Acoustic methods of acoustical power determination
 
  1. A method of irradiated power estimation by determination of a horn oscillation amplitude by a vibrometer results in mistakable results because appearance of cavitation bubbles leads to considerable decreasing of acoustical impedance (rc), r is media density, c is media sound speed. This event is due to decreasing of sound speed in bubbly liquid that can be even smaller then sound speed in the gas. For example, sound speed in cavitating water falls down to two orders of magnitude (from 1500 m/s in pure water to 15-50 m/s!) At cavitation, the acoustic impedance of media is changed significantly and stochastically both in space and in time and also considerable sound speed dispersion takes place.

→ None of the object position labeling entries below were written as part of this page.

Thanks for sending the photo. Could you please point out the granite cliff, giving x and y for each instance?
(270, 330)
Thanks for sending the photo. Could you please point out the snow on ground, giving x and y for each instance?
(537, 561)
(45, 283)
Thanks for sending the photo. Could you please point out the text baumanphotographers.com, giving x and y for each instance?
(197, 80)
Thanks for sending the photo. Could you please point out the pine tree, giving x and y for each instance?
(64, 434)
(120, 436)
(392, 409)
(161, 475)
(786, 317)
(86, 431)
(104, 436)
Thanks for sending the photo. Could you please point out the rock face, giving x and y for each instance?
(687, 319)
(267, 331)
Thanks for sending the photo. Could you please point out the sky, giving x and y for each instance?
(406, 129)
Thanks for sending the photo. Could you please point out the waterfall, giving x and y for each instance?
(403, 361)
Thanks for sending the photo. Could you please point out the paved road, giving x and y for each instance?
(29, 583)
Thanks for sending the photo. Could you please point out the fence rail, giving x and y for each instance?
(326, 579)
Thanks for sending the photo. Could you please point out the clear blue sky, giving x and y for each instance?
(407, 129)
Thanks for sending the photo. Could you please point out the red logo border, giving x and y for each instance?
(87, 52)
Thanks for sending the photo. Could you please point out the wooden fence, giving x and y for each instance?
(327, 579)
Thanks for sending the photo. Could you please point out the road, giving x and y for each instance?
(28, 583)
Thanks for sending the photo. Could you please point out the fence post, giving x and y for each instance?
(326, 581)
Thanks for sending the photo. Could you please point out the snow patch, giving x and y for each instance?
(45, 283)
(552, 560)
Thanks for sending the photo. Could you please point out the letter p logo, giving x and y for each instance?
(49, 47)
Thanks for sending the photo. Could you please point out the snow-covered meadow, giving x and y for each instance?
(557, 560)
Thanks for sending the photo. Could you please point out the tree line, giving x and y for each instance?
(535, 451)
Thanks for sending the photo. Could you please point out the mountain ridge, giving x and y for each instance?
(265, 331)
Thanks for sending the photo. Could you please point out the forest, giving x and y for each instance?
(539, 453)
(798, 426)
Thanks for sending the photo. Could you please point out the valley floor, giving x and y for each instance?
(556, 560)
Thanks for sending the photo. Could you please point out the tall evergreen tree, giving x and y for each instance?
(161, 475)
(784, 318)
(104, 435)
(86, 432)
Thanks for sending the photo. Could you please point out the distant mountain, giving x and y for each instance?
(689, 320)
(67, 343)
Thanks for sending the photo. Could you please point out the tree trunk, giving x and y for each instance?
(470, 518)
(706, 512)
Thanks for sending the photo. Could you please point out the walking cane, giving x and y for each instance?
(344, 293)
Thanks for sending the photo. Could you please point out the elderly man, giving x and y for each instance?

Besides, one can measure the amplitude from the front of the horn only by this method, but the energy irradiated in other directions is determined laboriously.
  2. Computation of the irradiated specific power I is done by the formula:
    I = kU/(rc),
    where conversion coefficient k depends on the type of transducer, U is the voltage on the transducer. Note that k is undetermined in principle (because value of acoustical power is unknown) and varies in a wide range for every irradiator.
  3. Application of piezoelectric or magnetostrictive sensitive elements and thermoelectric method based on the absorption of sound and heating of a calibrated sticky drop, gives some relative parameters in one point (relative method).
  4. Optical measurements (interference and semi shadow methods), based on the measurement of refraction index, need a determined configuration of acoustical parameters. At cavitation, the distribution of acoustical parameters in a liquid is stochastic one and these methods are, obviously, inapplicable (relative method).
  5. Measurement of the radiation pressure in a small liquid volume gives wrong results at presence of multiple reflections of ultrasonic waves. Note, that methods 2-5 need precise determination of rc value and have the same drawback as method 1 considered above (relative method). Consequently, by using of these methods one cannot determine correctly the irradiated acoustical power and moreover the absorbed one as well.